ReferensiA.id- Otoritas Jasa Keuangan (OJK) Provinsi Sulawesi Tengah bersama dengan Bursa Efek Indonesia (BEI) Perwakilan Sulawesi Tengah menggelar kegiatan Sekolah Pasar Modal bersama Badan Pengurus Cabang Himpunan Pengasaha Muda Indonesia (BPC HIPMI) Kabupaten Banggai, Selasa 6 September 2022.

Hadir dalam kegiatan tersebut Andri Arsasi selaku Wakil Kepala OJK Provinsi Sulawesi Tengah, Putri Irnawati selaku Kepala Perwakilan BEI Provinsi Sulawesi Tengah, Retno Susmianto selaku Ketua BPC HIPMI Banggai dan Ivan Chandra Putera selaku Perwakilan PT Phintraco Sekuritas.

Baca Juga:  Investasi Saham, Begini Tipsnya Biar Tidak Merugi

Kegiatan ini bertujuan meningkatkan literasi dan inklusi keuangan khususnya di sektor pasar modal kepada kalangan pengusaha.

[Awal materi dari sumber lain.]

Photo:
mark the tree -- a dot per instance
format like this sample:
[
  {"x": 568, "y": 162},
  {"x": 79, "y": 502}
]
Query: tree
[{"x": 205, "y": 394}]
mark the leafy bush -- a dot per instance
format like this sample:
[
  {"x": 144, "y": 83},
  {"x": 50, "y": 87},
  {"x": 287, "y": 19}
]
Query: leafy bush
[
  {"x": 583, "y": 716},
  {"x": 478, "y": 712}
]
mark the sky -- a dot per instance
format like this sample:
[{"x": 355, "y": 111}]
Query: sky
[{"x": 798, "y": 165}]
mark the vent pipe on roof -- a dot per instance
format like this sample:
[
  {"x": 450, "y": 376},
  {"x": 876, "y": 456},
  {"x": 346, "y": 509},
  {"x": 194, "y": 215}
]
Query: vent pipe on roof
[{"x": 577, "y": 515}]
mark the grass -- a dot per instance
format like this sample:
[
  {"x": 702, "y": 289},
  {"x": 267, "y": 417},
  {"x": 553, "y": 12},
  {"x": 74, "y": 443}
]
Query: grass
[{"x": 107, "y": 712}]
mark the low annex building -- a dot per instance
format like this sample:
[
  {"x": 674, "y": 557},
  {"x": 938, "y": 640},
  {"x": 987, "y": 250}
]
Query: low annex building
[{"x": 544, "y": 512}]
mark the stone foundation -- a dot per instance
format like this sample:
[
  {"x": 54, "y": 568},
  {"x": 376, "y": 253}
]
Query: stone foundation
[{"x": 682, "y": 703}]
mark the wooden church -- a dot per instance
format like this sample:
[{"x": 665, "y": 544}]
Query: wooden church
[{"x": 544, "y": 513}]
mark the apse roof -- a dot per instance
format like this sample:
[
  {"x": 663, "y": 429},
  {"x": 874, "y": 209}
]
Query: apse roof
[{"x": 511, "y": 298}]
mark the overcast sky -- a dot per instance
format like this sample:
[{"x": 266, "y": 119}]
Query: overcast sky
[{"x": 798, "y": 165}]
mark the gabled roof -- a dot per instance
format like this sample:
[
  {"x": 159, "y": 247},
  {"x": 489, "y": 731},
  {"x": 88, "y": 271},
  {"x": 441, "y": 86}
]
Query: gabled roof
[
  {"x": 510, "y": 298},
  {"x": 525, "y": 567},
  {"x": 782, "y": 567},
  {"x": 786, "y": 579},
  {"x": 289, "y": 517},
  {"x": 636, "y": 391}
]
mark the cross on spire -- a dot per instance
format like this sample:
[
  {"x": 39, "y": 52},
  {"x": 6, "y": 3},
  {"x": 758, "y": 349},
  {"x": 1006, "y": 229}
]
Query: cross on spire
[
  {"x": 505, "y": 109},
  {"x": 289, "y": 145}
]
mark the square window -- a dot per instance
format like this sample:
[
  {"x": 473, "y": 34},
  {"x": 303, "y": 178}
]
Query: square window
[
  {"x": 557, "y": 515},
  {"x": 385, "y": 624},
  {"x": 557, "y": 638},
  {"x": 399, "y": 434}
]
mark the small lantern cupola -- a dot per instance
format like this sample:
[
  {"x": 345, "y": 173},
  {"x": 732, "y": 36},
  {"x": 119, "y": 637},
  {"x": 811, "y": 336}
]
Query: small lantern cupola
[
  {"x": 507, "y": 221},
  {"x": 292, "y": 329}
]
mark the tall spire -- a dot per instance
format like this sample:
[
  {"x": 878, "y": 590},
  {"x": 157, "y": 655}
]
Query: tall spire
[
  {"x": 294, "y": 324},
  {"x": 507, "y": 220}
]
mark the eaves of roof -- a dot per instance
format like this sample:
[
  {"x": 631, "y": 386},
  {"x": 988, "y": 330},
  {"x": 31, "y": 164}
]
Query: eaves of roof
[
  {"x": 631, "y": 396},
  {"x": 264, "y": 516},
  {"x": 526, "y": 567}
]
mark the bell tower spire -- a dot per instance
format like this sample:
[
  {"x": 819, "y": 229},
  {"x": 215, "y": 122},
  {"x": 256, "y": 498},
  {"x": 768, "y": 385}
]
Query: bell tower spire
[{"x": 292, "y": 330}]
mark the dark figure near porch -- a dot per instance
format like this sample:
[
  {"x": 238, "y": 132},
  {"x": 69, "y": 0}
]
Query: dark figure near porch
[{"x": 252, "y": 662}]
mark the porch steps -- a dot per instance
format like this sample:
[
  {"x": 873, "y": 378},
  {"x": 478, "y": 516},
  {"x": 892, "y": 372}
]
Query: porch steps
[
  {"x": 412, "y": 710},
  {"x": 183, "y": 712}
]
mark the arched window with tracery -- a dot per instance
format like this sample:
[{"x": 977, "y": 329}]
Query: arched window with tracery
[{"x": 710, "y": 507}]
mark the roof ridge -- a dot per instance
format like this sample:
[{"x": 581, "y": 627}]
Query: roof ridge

Dalam sambutannya, Andri Arsasi menyampaikan bahwa peran HIPMI sangat potensial dalam mendukung industri pasar modal khususnya di Sulawesi Tengah.

“Peran HIPMI sangat potensial dalam mendukung industri pasar modal. Sebagaimana kita ketahui bahwa Kabupaten Banggai menempati posisi ke dua dari jumlah Single Investor Identification terbanyak di Provinsi Sulawesi Tengah sehingga diharapkan masyarakat dapat semakin mengenal produk dan layanan keuangan di sektor pasar modal yang dapat dimanfaatkan sebagai alternatif instrumen investasi,” ujarnya.

Baca Juga:  Industri Jasa Keuangan Tumbuh Positif, OJK Sulteng: Sinyal Perekonomian Daerah Mulai Pulih

Lebih lanjut dia mengungkapkan, pemahaman yang baik serta bijak berinvestasi merupakan hal penting agar terhindar dari penawaran investasi illegal.
Putri Irnawati menjelaskan bahwa BEI saat ini terus aktif dalam melakukan edukasi di bidang pasar modal, terutama kepada para pengusaha sebagai alternatif permodalan selain dari bank.